April 21, 2008 at 9:13 am
GSquared (4/21/2008)
Okay, I have to ask if this is being over-complicated. Why not just:
declare @test-2 varchar(100)
select @test-2 = '1
2
3'
select @test-2 = replace(@test, '
', '')
select @test-2
That works for me. I get "123".
Is there some reason to code out the char values or use a RBAR regex?
He's trying to keep just one of the carriage returns - not dispose of them all.
Regex might be overkill - but the twist seems to be if you stack a "bunch" of carriage returns, and you want to get rid of all but one. T-SQL doesn't seem to get rid of them all in one shot. Otherwise -
Regex isn't exactly RBAR, unless we're defining pretty much every built-in function as RBAR.
----------------------------------------------------------------------------------
Your lack of planning does not constitute an emergency on my part...unless you're my manager...or a director and above...or a really loud-spoken end-user..All right - what was my emergency again?
April 21, 2008 at 9:14 am
The point was to remove extra carriage returns without concatenating the entire string into one long sequence. So in your example:
set @var = '1
2
3'
I would want to be returned as:
1
2
3
The only time I want anything removed is when it would look like this:
set @var = '1
2
3
4
5'
What I want in return is this:
1
2
3
4
5
Not this:
12345
April 21, 2008 at 9:29 am
Well, I'm confused with this thread. Why not just this?
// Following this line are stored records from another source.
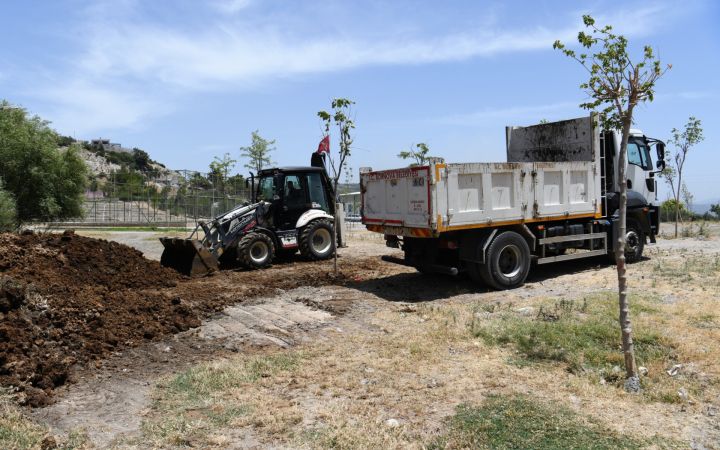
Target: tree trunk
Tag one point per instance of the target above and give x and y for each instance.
(632, 382)
(677, 203)
(335, 225)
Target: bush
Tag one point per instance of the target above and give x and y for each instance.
(47, 183)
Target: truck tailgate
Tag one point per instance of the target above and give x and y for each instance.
(398, 198)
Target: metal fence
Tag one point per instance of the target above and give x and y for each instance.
(175, 198)
(171, 199)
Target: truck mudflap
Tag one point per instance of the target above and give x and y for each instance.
(188, 256)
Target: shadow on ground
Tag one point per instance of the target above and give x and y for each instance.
(417, 287)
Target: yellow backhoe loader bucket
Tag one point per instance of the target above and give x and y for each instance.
(188, 256)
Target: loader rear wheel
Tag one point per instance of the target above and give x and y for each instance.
(507, 262)
(255, 251)
(316, 240)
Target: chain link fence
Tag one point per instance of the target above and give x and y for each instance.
(174, 199)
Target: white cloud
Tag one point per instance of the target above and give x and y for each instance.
(85, 108)
(230, 6)
(128, 68)
(517, 113)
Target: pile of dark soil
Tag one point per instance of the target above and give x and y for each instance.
(66, 300)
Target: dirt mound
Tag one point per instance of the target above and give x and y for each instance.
(66, 299)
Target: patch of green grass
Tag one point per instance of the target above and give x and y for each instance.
(518, 421)
(138, 228)
(584, 335)
(199, 400)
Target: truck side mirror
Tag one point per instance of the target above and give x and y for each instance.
(660, 149)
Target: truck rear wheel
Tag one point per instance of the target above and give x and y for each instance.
(507, 262)
(634, 243)
(255, 251)
(316, 240)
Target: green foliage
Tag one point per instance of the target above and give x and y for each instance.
(616, 84)
(219, 170)
(668, 207)
(341, 116)
(520, 421)
(419, 154)
(47, 183)
(715, 209)
(683, 141)
(258, 153)
(8, 213)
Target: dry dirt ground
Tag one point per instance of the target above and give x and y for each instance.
(382, 356)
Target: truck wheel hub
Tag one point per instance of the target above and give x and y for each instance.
(509, 261)
(632, 241)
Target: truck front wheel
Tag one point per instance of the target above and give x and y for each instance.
(507, 262)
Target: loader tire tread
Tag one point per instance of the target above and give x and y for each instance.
(245, 247)
(305, 240)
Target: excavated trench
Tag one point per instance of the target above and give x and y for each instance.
(68, 300)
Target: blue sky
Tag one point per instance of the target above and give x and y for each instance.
(189, 80)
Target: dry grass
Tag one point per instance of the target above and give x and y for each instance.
(393, 381)
(17, 431)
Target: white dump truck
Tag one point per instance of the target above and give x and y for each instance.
(555, 199)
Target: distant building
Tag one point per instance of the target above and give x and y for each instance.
(108, 146)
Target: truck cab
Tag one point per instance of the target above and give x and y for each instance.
(640, 173)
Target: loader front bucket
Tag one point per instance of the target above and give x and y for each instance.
(188, 256)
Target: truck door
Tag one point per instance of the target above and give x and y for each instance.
(639, 169)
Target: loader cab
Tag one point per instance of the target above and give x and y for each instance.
(292, 191)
select replace(@var, char(10) + char(13), '')
This works on my machine. The string you gave is '1yxyx2yx3yxyx4yx5' where y = char(13) and x is char(10). Deleting all instances of 'xy' will give '1yx2yx3yx4yx5' which is what we need.
Ryan Randall
Solutions are easy. Understanding the problem, now, that's the hard part.
April 21, 2008 at 9:43 am
Ok, the dead horse is well-kicked.
April 21, 2008 at 9:44 am
RyanRandall (4/21/2008)
Well, I'm confused with this thread. Why not just this?
select replace(@var, char(10) + char(13), '')
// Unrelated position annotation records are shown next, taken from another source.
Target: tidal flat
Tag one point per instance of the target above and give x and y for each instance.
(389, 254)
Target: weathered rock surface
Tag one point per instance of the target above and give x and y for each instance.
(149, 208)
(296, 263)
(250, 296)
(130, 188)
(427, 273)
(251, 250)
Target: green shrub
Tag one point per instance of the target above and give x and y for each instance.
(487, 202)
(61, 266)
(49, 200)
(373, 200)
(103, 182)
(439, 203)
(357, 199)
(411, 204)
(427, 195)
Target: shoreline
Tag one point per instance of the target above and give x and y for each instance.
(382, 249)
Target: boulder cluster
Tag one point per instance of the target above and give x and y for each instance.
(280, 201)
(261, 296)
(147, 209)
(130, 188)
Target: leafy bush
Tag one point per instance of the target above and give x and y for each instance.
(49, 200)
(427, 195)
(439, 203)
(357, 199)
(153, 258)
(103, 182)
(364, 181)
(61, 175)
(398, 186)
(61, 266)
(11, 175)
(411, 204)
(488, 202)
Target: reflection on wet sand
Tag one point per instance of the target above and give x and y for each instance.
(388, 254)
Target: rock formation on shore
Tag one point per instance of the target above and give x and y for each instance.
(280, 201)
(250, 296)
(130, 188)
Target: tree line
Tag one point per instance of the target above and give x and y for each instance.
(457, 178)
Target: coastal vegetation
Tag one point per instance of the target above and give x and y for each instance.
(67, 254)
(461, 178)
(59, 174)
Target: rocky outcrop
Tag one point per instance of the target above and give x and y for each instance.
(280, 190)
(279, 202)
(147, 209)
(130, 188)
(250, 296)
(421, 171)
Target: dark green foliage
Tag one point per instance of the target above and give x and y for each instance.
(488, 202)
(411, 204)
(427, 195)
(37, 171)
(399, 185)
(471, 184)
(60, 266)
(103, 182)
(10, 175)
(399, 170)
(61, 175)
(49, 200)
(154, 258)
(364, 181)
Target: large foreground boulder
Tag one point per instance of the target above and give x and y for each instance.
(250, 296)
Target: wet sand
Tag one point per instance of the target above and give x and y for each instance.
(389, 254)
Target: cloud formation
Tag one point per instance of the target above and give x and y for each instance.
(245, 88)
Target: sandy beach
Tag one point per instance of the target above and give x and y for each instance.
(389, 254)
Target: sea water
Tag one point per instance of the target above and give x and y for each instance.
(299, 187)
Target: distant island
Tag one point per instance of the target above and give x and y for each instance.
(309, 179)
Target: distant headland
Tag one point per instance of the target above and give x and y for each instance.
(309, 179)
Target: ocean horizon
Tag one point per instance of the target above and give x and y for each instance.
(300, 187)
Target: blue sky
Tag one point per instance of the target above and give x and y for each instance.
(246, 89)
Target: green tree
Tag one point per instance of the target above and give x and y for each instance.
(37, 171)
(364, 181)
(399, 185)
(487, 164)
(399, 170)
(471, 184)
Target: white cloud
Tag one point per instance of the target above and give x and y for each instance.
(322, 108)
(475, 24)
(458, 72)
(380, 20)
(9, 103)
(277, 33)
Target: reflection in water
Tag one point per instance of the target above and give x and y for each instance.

This works on my machine. The string you gave is '1yxyx2yx3yxyx4yx5' where y = char(13) and x is char(10). Deleting all instances of 'xy' will give '1yx2yx3yx4yx5' which is what we need.
yup that might do it:) Just be careful of that one unlucky time when the pattern ISN't "surrounded" by the correct 2 characters....
e.g.
1xy2yxyx3yxyxyx4yx5xy
I know - remote chance - but still....
----------------------------------------------------------------------------------
Your lack of planning does not constitute an emergency on my part...unless you're my manager...or a director and above...or a really loud-spoken end-user..All right - what was my emergency again?
April 21, 2008 at 2:02 pm
My last example:
update dbo.Table
set Column = replace(Column, '
', '
')
Will do exactly what you're talking about.
1
2
3
4
5
6
7
Will turn into:
1
2
3
4
5
6
7
Whole table, all at once, all rows.
Matt: On the RBAR thing, it looked to me like the CLR function would run row-by-row, like any other inline UDF. I'm not comfortable with CLR UDFs yet, so maybe I misunderstood that. But it still seems like overkill to me, when a single Replace statement will do the whole thing as specified. I may be missing something, but it seems that way to me.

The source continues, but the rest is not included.